Draper is so committed to the concept that he actually wrote out the 25-chapter Cult Leader Tactics manual referenced throughout the album and included it in the book-sized deluxe edition. The manual is an amusing if not occasionally chilling read, offering nuggets of wisdom such as “blackmail is the only game in town” or “say something over and over until it becomes the truth.”
When recently asked how the idea for the album came about, Draper responded “...it’s been done to me so many times. Y’know, write what you know about.” Though he’s not afraid to call out public figures and elected officials in “Internationale,” one can only wonder what experiences from Draper’s past inspired the biting lyrics in songs like “Talkin Behind My Back” and “Lyin Bout Who You Sleep With.”
Perhaps it’s too easy of a comparison, but Cult Leader Tactics does often feel like a “spiritual sequel” of sorts to Steven Wilson’s The Future Bites (2021). Quite a few parallels can be drawn between the two albums–the rock-meets-electronica production aesthetic, the sardonic concept and snarky, satirical writing style, etc––so it’s only fitting that Wilson himself appears on the album, contributing vocals and lyrics to “Omega Man.”
The deluxe edition features two extra CD’s worth of acoustic renditions and outtakes, plus a DVD with Paul ‘P-Dub’ Walton’s 5.1 surround mix in DTS 48/24. While perhaps not as adventurous or engaging as some of Steven Wilson’s recent surround mixes, I think Walton’s 5.1 take on the album opens things up nicely. Draper’s voice frequently emanates from all four corners, giving an impressive “inside-the-head” localization effect from the sweet spot.
The rear speakers are typically engaged for percussion, synthesizers, backing vocals, and some sound effects. There’s a particularly fun bit in “U Killed My Fish” where Draper’s voice bounces from speaker-to-speaker, announcing a different type of fish.
The grander production elements–such as the strings in “Cult Leader Tactics In E Minor” and choir vocals in “Lyin Bout Who You Sleep With”–fill up the listening environment from all directions, taking full advantage of the extra space that the 5.1 format provides.
If I have one critique of both the stereo & 5.1 mixes, it’s the relative lack of dynamic range–there’s a harsh, somewhat ‘crowded’ quality to the louder passages, such as the choruses in “U Killed My Fish,” indicating overuse of compression.
Even if you purchased the deluxe edition solely for the 5.1 surround mix, I’d recommend checking out the bonus redbook CDs as well.
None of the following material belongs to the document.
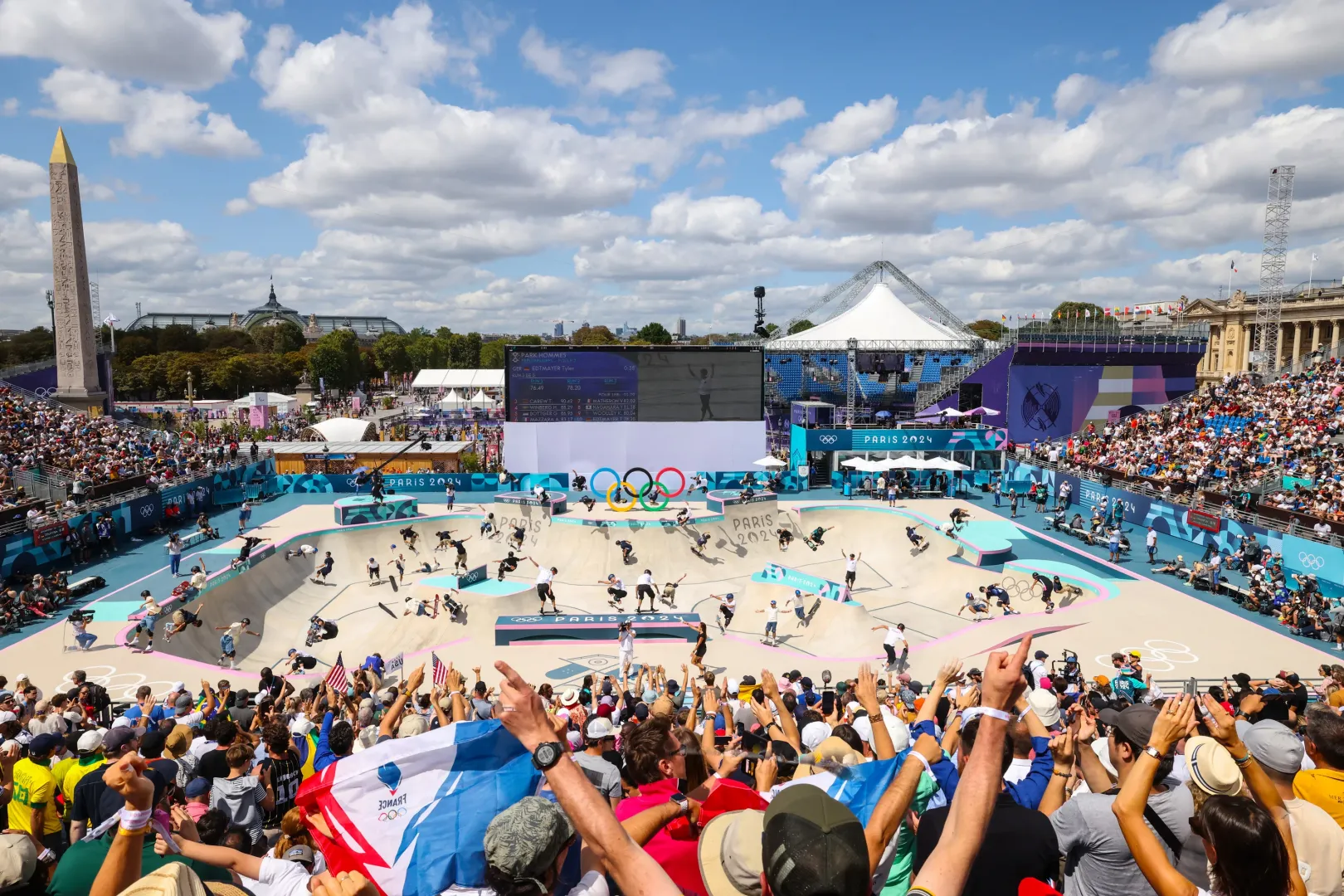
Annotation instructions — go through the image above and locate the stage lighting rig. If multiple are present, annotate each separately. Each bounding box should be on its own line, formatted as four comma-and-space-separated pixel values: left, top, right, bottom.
755, 286, 770, 338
The solo acoustic renditions of “Annie” and “Lyin Bout Who You Sleep With” on disc 2 are fantastic, and disc 3 features these fascinating writing session recordings where you can hear the songs begin to develop in real time.
Overall, I’d say this is a fantastic album with a well-executed deluxe edition and a solid 5.1 mix. It’d be great to see the 5.1 disc reissued in a cheaper CD/DVD digipak at a later date, but the inclusion of the Cult Leader Tactics self-help manual does add another layer of immersion to the experience. Highly recommended!